Accession Number : ADA303004

Title :   Application of Convex Sampling to Optimization and Contingency Table Generation/Counting.

Descriptive Note : Doctoral thesis,

Corporate Author : CARNEGIE-MELLON UNIV PITTSBURGH PA SCHOOL OF COMPUTER SCIENCE

Personal Author(s) : Mount, John

PDF Url : ADA303004

Report Date : MAY 1995

Pagination or Media Count : 111

Abstract : The optimization problem of minimizing a linear objective function over a general convex body given only by a weak membership oracle is a central problem in convex optimization. Traditional methods require the (expensive) construction of separating relations (cuts) or gradient information (which is often expensive). We demonstrate how a sampling procedure can be used as the central routine in a randomized polynomial time algorithm for approximately minimizing a linear objective function over an up-monotone convex set presented by a membership oracle. The sampling procedure is a Markov chain that uses only local membership tests. We further demonstrate a direct application of this technique to an important stochastic optimization problem called 'component commonality.' A second application of the above sampling scheme is a statistical hypothesis testing procedure involving contingency tables. The test involves counting contingency tables (matrices of non-negative integers) obeying given row and column constraints which is known to be hard. Under fairly natural assumptions the Markov technique yields an effective procedure for approximating, to any desired accuracy, the necessary counts. We also develop a powerful exact counting scheme, for fixed dimension, and use it to validate the random technique.
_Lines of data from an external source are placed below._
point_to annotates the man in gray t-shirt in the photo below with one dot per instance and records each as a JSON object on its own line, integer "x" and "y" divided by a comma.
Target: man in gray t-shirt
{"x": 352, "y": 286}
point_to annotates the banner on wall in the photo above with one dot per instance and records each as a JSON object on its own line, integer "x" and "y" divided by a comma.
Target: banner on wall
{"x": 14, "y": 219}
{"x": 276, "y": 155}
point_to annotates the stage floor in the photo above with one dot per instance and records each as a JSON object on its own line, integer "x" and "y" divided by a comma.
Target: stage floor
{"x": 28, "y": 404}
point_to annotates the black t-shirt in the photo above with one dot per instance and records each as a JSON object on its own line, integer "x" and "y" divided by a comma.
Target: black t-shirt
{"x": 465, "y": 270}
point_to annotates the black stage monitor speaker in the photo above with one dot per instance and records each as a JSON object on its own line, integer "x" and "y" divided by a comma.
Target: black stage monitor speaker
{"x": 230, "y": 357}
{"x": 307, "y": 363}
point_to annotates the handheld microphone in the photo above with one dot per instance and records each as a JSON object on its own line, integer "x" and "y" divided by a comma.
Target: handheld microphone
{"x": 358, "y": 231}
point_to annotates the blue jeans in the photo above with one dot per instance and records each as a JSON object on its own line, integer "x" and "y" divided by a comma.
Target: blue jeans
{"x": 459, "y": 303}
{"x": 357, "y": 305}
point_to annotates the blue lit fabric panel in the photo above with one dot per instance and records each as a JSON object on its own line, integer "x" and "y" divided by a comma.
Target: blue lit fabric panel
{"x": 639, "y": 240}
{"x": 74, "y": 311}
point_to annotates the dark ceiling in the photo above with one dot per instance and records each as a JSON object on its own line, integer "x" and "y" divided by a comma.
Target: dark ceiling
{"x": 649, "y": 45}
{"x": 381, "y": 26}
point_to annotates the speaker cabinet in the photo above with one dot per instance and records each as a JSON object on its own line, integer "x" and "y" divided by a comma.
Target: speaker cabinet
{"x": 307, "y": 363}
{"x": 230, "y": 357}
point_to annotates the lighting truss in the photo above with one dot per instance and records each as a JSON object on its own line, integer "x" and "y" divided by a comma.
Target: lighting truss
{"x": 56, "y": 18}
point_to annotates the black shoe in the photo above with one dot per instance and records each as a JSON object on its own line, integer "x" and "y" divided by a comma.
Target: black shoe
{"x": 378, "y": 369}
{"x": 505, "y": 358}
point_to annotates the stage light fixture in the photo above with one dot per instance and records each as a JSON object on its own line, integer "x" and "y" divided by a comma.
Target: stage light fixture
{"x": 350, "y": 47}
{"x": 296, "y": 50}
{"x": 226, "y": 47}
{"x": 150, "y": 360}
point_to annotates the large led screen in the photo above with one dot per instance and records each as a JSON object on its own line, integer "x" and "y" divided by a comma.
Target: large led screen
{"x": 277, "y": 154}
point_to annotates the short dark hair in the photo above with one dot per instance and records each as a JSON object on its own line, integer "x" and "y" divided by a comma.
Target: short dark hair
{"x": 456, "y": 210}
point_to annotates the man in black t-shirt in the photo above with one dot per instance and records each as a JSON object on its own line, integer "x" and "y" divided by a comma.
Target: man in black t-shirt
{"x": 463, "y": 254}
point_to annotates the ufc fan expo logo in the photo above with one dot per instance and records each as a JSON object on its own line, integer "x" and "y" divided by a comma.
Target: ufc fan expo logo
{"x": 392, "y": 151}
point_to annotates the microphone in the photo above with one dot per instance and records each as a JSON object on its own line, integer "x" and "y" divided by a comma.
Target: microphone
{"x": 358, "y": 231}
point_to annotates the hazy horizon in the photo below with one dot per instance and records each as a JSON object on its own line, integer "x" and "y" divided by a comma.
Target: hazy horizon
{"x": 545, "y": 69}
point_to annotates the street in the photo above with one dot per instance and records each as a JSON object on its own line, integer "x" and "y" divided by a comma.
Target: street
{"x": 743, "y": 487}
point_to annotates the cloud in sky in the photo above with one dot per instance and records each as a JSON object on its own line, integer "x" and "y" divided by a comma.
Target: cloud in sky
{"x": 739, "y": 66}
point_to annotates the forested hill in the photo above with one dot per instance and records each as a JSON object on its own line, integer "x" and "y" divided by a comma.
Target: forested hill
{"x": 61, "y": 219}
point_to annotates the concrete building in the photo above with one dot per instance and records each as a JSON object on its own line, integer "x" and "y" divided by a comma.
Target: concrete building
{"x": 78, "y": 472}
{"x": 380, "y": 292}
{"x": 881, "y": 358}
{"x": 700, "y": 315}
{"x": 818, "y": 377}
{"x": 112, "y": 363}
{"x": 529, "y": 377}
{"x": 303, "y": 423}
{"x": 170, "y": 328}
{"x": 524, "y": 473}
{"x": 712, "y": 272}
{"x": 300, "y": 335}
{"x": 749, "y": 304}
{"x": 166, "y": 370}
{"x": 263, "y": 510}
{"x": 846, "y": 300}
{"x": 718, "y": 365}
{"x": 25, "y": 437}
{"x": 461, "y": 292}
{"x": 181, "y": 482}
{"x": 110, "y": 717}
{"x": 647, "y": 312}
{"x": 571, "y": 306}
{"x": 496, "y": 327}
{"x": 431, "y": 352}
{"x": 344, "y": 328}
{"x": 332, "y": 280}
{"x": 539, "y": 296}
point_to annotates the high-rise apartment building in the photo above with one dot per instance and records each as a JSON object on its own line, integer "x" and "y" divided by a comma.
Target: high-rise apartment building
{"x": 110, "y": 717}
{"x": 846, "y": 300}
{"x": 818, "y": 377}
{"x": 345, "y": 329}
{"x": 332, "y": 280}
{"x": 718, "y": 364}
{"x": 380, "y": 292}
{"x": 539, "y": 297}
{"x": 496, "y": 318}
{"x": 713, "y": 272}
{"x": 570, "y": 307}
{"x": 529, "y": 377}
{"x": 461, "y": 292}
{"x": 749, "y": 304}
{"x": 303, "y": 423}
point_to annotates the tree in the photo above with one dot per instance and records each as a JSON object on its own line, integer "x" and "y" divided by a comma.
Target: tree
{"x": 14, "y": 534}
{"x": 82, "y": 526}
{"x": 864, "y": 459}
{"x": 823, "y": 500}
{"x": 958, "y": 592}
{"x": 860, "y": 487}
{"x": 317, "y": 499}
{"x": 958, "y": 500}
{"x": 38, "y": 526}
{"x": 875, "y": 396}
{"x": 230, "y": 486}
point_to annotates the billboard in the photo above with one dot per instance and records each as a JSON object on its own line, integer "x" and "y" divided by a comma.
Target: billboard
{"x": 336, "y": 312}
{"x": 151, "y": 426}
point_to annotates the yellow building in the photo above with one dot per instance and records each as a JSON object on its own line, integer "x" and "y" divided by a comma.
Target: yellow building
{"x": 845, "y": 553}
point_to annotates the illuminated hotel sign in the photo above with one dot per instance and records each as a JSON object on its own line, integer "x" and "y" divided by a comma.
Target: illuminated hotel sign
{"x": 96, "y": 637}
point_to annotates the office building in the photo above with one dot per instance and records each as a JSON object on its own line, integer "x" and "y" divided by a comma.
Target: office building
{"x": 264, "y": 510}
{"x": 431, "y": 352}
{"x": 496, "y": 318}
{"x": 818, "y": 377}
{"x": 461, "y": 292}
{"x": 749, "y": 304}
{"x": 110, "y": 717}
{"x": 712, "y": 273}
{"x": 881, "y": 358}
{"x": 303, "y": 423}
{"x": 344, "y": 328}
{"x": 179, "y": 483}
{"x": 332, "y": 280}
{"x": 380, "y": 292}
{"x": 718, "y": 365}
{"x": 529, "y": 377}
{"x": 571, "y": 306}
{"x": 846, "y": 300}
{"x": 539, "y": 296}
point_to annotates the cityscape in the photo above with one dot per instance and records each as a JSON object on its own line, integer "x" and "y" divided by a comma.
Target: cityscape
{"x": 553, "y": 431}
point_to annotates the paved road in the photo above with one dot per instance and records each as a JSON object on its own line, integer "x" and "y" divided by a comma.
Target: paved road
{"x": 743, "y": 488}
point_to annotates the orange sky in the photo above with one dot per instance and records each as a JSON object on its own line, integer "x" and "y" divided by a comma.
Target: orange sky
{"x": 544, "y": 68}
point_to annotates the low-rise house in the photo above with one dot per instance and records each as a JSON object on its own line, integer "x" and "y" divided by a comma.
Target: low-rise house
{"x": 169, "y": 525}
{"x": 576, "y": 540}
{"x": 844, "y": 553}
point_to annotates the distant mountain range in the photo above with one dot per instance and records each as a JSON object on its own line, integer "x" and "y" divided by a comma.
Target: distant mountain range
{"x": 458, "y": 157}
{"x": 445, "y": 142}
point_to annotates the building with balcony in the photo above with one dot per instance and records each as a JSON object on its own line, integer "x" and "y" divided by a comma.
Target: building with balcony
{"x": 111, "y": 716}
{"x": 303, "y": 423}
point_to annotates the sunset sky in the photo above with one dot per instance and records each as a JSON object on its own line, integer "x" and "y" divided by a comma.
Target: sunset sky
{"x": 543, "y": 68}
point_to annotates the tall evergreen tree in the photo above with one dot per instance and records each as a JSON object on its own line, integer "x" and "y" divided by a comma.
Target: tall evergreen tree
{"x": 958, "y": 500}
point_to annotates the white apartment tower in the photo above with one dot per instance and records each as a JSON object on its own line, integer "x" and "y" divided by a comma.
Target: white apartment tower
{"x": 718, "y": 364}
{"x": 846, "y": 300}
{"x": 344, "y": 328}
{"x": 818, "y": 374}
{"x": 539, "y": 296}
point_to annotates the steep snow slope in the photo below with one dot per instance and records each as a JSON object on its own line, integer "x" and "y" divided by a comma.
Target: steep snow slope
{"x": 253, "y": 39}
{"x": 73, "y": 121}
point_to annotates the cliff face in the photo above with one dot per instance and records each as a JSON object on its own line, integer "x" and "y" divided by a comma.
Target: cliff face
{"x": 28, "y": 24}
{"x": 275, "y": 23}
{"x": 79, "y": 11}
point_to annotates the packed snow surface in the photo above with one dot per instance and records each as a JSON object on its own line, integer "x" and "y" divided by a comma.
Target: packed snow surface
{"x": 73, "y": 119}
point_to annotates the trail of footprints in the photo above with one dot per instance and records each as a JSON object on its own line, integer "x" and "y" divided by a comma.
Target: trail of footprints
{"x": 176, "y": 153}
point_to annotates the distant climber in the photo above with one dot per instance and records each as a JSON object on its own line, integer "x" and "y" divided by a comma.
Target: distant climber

Descriptors :   *OPTIMIZATION, *STOCHASTIC PROCESSES, *COUNTING METHODS, *STATISTICAL SAMPLES, TEST AND EVALUATION, ALGORITHMS, EMERGENCIES, SIZES(DIMENSIONS), RANDOM VARIABLES, ACCURACY, PROBLEM SOLVING, TIME, POLYNOMIALS, SAMPLING, TABLES(DATA), HYPOTHESES, MARKOV PROCESSES, GRADIENTS, COMMONALITY, CONVEX BODIES.

Subject Categories : Statistics and Probability

Distribution Statement : APPROVED FOR PUBLIC RELEASE